Published: 25 May 2011



A B-cell epitope is a group of residues on the surface of an antigen which stimulates humoral responses. Locating these epitopes on antigens is important for the purpose of effective vaccine design. In recent years, mapping affinity-selected peptides screened from a random phage display library to the native epitope has become popular in epitope prediction. These peptides, also known as mimotopes, share the similar structure and function with the corresponding native epitopes. Great effort has been made in using this similarity between such mimotopes and native epitopes in prediction, which has resulted in better outcomes than statistics-based methods can. However, it cannot maintain a high degree of satisfaction in various circumstances.

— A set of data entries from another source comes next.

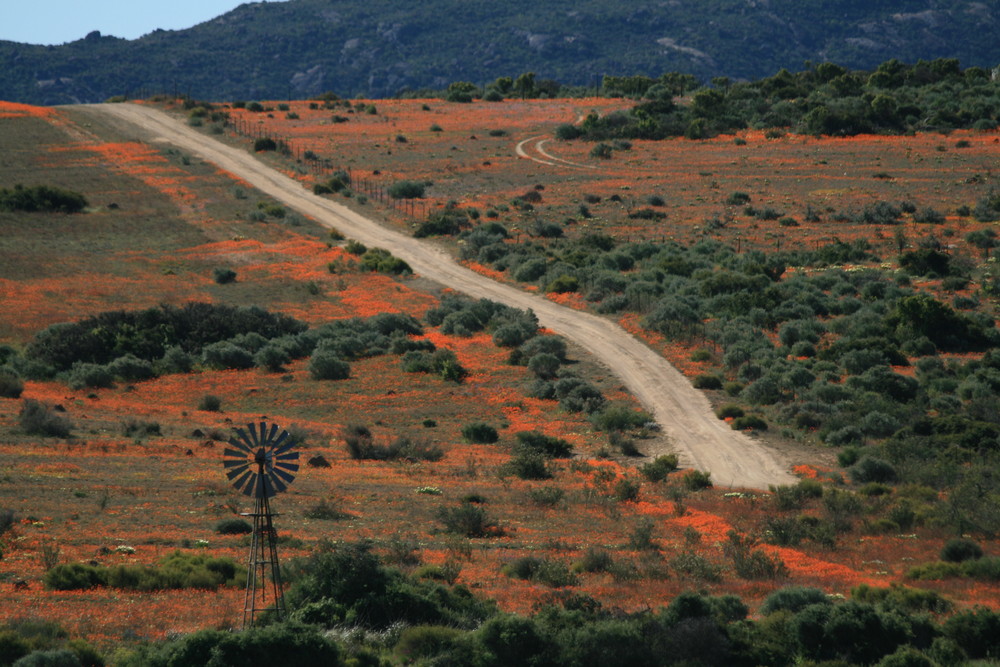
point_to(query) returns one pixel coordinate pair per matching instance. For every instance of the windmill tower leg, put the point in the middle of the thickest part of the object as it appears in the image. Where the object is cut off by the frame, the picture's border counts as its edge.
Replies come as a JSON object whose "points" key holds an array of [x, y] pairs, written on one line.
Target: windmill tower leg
{"points": [[262, 564]]}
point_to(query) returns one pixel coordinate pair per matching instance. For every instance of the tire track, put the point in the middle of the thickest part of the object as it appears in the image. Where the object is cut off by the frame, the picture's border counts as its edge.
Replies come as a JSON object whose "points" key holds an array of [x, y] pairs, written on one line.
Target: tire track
{"points": [[700, 439]]}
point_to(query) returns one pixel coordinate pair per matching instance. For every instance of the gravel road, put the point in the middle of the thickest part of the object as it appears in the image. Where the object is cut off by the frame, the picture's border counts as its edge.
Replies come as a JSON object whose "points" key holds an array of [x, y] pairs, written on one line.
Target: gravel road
{"points": [[700, 439]]}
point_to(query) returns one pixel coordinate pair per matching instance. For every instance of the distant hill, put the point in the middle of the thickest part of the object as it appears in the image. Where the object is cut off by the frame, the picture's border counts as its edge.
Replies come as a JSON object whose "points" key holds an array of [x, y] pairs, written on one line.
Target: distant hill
{"points": [[379, 48]]}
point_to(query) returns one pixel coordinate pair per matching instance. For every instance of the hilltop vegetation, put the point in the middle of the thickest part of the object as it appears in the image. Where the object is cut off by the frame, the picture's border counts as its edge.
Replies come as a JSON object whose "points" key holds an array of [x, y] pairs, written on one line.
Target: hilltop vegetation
{"points": [[384, 47]]}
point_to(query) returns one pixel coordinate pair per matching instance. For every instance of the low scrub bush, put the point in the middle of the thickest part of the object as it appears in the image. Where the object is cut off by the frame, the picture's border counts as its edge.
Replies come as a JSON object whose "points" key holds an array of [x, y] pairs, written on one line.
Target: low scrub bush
{"points": [[233, 527], [37, 418], [480, 433]]}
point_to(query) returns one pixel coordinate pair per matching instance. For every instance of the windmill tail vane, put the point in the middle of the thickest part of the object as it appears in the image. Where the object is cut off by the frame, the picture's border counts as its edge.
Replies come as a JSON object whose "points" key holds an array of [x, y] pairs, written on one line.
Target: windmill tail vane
{"points": [[260, 462]]}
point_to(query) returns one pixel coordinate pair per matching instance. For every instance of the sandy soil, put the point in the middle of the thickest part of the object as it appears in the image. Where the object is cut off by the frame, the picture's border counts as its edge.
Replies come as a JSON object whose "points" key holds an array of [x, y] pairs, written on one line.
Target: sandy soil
{"points": [[700, 439]]}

In this study, we propose a new method that maps a group of mimotopes back to a source antigen so as to locate the interacting epitope on the antigen. The core of this method is a searching algorithm that is incorporated with both dynamic programming (DP) and branch and bound (BB) optimization and operated on a series of overlapping patches on the surface of a protein. These patches are then transformed to a number of graphs using an adaptable distance threshold (ADT) regulated by an appropriate compactness factor (CF), a novel parameter proposed in this study. Compared with both Pep-3D-Search and PepSurf, two leading graph-based search tools, on average from the results of 18 test cases, MimoPro, the Web-based implementation of our proposed method, performed better in sensitivity, precision, and Matthews correlation coefficient (MCC) than both did in epitope prediction. In addition, MimoPro is significantly faster than both Pep-3D-Search and PepSurf in processing.


Our search algorithm designed for processing well constructed graphs using an ADT regulated by CF is more sensitive and significantly faster than other graph-based approaches in epitope prediction. MimoPro is a viable alternative to both PepSurf and Pep-3D-Search for epitope prediction in the same kind, and freely accessible through the MimoPro server located at webcite.